Opale inspira profondément, et jeta un coup d'oeil à ses coéquipières. La nuit avait été courte, et la possibilité d'être suivies, omniprésente. Mais une lueur brillait dans leurs yeux, à toutes : elles étaient redescendues au Sud, atteignant la zone des ruines de la ville. D'après le récit de l'elfe aux cheveux sombres, des elfes avaient établi un camp ici, et creusaient la terre à des dimensions titanesques – sans doute pour retrouver les citoyennes de leur peuple.
Caiyo leur avait expliqué que chaque elfe possédait plusieurs puces internes, permettant leur identification, et facilitant la tâche à la branche Elfe. Celles-ci se rechargeaient grâce aux ondes, perpétuellement émises sur l'archipel. Même si l'elfe ne voulait pas parler de son enlèvement, elle avait expliqué que le système pouvant la localiser avait été vidé de son énergie en peu de temps, empêchant son peuple de la retrouver.
- Opale, tes puces doivent être plus performantes, ça leur a permis de capter le signal depuis les profondeurs souterraines, avait-elle conclu.
Bel n'avait pas tardé à reconnaître l'endroit, attristant son coeur déjà fragilisé. Elle était restée silencieuse, indiquant à mi-voix le chemin.
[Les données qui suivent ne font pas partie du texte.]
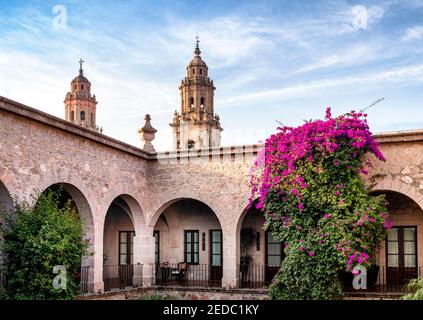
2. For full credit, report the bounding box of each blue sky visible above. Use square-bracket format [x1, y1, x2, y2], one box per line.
[0, 0, 423, 150]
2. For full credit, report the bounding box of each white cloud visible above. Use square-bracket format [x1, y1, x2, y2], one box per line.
[403, 26, 423, 41]
[219, 65, 423, 107]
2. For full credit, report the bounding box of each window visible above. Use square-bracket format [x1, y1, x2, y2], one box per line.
[184, 230, 199, 264]
[210, 230, 222, 267]
[256, 232, 260, 251]
[386, 227, 417, 268]
[119, 231, 135, 265]
[266, 232, 284, 267]
[153, 231, 160, 263]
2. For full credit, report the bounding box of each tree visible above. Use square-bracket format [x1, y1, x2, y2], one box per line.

- Nous devrions entendre quelque chose, non ? fit Caiyo, alors que les cabanes désertes se multipliaient.
- Je n'en sais rien ...
Opale regardait autour d'elle, troublée. Quelque chose clochait. Non pas dans l'absence de sons, mais dans ses souvenirs. Lorsqu'Héra l'avait acculée au tronc, et qu'elle avait fuit ... Elle était incapable de se situer. Ses souvenirs ne collaient avec aucun paysage, aucun habitat, aucun arbre. Tout différait, alors que, selon la direction que le trio avaient prise en fuyant, elle aurait dû se tenir dans les environs.
L'elfe aux cheveux sombres s'arrêta, cherchant nerveusement un appui, un repère, n'importe quoi qui aurait pu rattacher sa mémoire à ces lieux. Le monde tournoyait autour d'elle, et elle se sentait perdue, comme si la réalité était déchirée. Durant une fraction de secondes, elle visualisa Lethos, se retourner vers elle, et lui asséner un coup à la tête ; puis les images de sa fuite s'imposèrent à son esprit, presque avec violence.
- Opale, reprend-toi.
L'elfe aux cheveux sombres sursauta, et la voix de Bel la rattacha au présent. Avec soulagement, elle quitta ce monde obscur du doute, pour sa rallier à l'univers stable de l'action. La concernée regarda les deux fugitives, et comprit, à leurs attitudes, que quelque chose n'allait pas.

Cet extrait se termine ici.